A. Yeah, that does sound weird, you’d think the bleeding time would change – but actually, the bleeding time is only a measure of platelet function. It really has nothing to do with coagulation!

I kind of think of it like this: the platelet plug is the first thing to form, and that is enough to stop the bleeding from the incision made at the beginning of the test. The coagulation cascade happens next, and the status of that won’t be apparent in the bleeding time results. The patient might have some more bleeding later if their coagulation system is really screwed up…but the bleeding time assay will be done by then. In reality, it probably happens a little more concurrently than that (platelet plug is followed very closely by fibrin formation – the two probably even overlap a bit), but I think it’s a good way to remember the concept.

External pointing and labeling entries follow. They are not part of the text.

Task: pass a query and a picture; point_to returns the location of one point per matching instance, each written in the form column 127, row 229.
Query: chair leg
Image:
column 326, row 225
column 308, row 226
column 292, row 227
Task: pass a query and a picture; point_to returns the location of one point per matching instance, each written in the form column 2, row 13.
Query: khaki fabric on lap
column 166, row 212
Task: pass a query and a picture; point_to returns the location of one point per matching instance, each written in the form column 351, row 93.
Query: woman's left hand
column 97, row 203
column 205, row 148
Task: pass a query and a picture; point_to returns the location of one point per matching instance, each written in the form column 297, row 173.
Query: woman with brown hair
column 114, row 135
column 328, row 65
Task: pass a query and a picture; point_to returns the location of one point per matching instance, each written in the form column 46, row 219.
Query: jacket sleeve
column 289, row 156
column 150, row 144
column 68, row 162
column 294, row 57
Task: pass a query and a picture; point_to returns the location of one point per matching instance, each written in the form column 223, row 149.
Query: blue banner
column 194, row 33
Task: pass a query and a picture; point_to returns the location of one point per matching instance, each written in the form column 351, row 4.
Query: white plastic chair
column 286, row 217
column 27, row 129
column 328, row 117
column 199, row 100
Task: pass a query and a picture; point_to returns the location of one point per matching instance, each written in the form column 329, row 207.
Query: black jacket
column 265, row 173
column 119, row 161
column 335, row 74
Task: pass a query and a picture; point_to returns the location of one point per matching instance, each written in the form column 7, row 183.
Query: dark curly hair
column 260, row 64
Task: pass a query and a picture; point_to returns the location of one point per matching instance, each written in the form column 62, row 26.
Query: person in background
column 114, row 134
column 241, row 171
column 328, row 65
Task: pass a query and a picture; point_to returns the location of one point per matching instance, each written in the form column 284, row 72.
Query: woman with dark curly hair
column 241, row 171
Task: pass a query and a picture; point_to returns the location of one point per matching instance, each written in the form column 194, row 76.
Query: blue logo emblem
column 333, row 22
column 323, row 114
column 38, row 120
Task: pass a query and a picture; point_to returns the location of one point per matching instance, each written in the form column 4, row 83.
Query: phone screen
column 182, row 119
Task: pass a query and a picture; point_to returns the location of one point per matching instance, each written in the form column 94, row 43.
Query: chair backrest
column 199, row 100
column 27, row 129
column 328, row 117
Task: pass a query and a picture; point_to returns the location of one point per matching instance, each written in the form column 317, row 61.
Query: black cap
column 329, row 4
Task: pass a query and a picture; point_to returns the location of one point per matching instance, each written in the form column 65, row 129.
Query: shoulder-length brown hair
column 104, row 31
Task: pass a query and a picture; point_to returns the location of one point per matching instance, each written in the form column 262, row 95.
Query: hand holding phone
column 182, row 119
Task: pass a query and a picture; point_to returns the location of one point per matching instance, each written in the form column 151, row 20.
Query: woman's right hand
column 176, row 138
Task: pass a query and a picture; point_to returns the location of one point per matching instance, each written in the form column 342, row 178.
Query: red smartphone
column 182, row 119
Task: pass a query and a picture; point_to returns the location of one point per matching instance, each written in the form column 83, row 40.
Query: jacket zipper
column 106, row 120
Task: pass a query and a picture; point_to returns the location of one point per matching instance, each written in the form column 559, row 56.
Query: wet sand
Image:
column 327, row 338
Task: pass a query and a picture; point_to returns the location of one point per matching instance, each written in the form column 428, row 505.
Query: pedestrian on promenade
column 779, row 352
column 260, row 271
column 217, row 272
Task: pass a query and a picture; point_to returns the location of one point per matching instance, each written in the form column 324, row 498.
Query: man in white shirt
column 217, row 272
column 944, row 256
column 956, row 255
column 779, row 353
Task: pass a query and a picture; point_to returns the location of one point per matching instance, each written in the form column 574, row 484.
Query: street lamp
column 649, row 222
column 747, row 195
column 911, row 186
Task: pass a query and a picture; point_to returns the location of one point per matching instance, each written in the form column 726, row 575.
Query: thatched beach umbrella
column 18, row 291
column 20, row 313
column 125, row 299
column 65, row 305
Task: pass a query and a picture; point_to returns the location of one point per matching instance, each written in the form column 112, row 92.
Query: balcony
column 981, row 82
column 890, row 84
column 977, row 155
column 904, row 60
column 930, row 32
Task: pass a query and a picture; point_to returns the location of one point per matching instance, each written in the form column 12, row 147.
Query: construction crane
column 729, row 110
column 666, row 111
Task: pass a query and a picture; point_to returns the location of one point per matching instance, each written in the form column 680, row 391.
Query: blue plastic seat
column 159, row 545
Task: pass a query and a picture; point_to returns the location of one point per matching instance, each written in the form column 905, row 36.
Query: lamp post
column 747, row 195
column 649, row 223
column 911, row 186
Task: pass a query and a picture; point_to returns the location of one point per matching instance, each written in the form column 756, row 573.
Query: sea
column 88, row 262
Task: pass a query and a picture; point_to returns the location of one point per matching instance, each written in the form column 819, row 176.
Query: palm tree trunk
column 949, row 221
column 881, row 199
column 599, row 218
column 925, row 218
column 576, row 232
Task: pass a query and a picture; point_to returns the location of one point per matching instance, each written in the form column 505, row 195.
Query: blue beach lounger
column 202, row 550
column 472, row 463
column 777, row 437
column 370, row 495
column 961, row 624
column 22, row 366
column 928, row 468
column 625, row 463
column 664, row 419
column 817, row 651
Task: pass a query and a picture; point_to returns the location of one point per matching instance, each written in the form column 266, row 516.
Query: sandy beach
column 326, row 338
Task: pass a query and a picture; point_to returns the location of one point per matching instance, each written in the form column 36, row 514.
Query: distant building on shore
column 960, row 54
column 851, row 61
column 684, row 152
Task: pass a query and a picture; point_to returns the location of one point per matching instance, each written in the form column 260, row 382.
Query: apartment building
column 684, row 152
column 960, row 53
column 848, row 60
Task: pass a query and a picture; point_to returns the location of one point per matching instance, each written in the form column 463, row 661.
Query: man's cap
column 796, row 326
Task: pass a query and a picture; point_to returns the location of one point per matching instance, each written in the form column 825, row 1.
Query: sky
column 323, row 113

The same reasoning fits with the way that people with coagulation factor disorders bleed (as opposed to patients with platelet disorders). People with platelet abnormalities tend to bleed spontaneously into mucous membranes without much provocation (probably because they’re having a hard time forming that initial platelet plug) whereas patients with coagulation factor abnormalities, like hemophilia, tend to have deep, severe bleeds that happen after some time has elapsed (because they form the initial platelet plug okay, but they can’t seal it up with fibrin very well, so they end up bleeding later on).